A section of the recipe was all about the “covering” applied at the end of the three month feeding period, before cutting into it.  Marzipan.  Royal icing.  Another costly and laborious addition.  And too sweet.  Nope, not doing it.  This is where I draw the line.  How many substitutions or changes have I now made to the recipe?  Will it still be Christmas Cake?

It isn’t as it should be, exactly.  Yet I’m not disappointed.  It’s quite tasty after all.  It’s a little celebration each time I indulge in a slice.  It was pure joy to gift a hunk of it to friends who also appreciate “real cake”.

That fruit cake is the story of my own celebrations, and the circumstances I’m in when the calendar tells me a Special Day approaches.  I want it to be perfect.  Can you relate to this?  The day should include the right ingredients of venue, menu, activity and, most of all, people.  There should be facial expressions and words spoken that settle well in our heart.  Most of all, the aftertaste, when it’s all over, should be satisfying in every way.  

Yet we find that nothing is just as it should be.  The Special Day would have been perfect except for the weather; except for the one who didn’t come; except for my lack of resources to do it up right …  And then there is our own sin that fidgets in everything we do.  Our lust to be loved, honored or treated in a particular way will cast a long shadow over any day, and particularly those Special Days.  Our brokenness, the brokenness of others, is a thorn in every relationship.  The let-down, the disappointment at the end isn’t worth the effort.  Our lives, our attitudes, our relationships aren’t in the right place to celebrate.  So do we just skip out?  Let me suggest a lesson from king Josiah found in II Chronicles 35, in the Bible.  Like my fruitcake, God’s chosen nation of Israel lacked the ingredients necessary to identify them as worshipers of the One True God.  His people were a mess, inside and out.  Even so, they were to prepare for and engage in a historic celebration.  I  hope you’re curious enough to check it out.  

I’ve written enough, and you’ve been patient enough to read this far.  I’ll test your attention no further – but, a sequel is coming!  There is a lot more goodness to lick off this spoon!

2 thoughts on “Even So, Celebrate!

  1. Dear Heidi,

    Wow!

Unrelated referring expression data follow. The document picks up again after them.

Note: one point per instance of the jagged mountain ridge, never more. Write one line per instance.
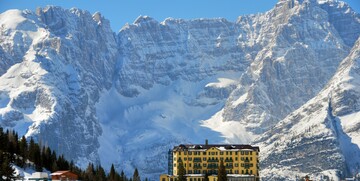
(121, 88)
(328, 122)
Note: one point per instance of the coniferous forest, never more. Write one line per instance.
(27, 153)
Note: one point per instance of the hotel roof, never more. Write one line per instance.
(222, 147)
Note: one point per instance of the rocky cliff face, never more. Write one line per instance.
(69, 81)
(56, 76)
(320, 135)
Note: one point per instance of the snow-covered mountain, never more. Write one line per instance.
(323, 134)
(275, 79)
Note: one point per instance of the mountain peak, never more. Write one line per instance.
(144, 19)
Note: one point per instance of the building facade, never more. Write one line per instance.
(241, 161)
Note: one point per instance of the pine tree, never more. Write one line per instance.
(23, 151)
(6, 170)
(136, 176)
(122, 176)
(90, 172)
(112, 173)
(222, 172)
(181, 172)
(100, 174)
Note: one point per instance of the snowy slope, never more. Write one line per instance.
(322, 134)
(127, 97)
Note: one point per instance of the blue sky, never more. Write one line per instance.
(120, 12)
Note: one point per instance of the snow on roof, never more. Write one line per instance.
(59, 172)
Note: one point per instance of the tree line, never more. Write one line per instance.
(27, 153)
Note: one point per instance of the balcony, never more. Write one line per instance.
(197, 159)
(211, 160)
(228, 160)
(197, 167)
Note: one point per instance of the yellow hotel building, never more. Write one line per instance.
(241, 162)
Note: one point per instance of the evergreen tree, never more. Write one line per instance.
(181, 172)
(112, 174)
(23, 151)
(6, 170)
(90, 172)
(100, 174)
(136, 176)
(122, 176)
(222, 172)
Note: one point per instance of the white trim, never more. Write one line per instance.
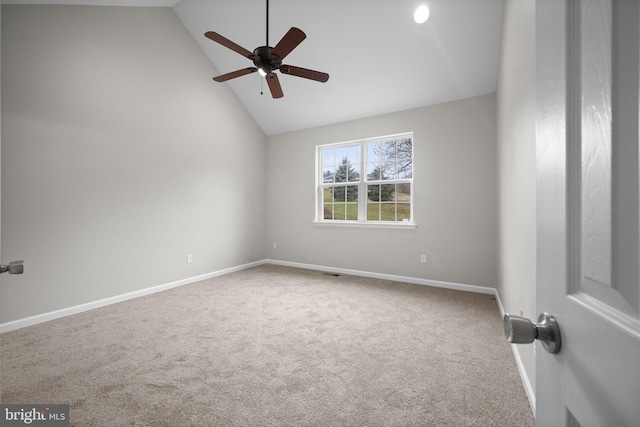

You are such a good writer! Yes, I read clear to the end, enjoying every morsel.

    Brooks is the passionate cook in our household. If you follow him on Facebook, you will see his photos of dishes he creates.

    Anyway, your great Aunt Alice is well acquainted with the supposedly British version of plum pudding – steamed delight? She used to talk about It when we were growing up. By the way, she turns 98 on Friday. I will send you photos to your email if you like. ???

    Brooks & I love a fruit cake that is gently soaked in a rum or conyiac (so?). But we haven’t tried to make it in many years.

    I loved your story and that you are tying the story to a Bible story.

    Thank you for the new photo of your family. We really appreciate your Christmas card!

    May the Lord bless you greatly as you watch your precious children grow up!

    Love always,


    Dorothy Tish Cell: 206-409-2672



    1. Dorothy, I thank you for your kind words. I’m glad you like the post. I’d love share fruit cake and a good cup of coffee with you someday! I do need to clarify though — Heidi’s site is Willtravelwithkids. She is a prolific and excellent writer and I know you also follow her. My, MaryAnn (Paul’s wife) site is this one: myturntolickthespoon and I am the author of Even So, Celebrate! How’s my, and Paul’s, Aunt Alice doing? Such a remarkable woman!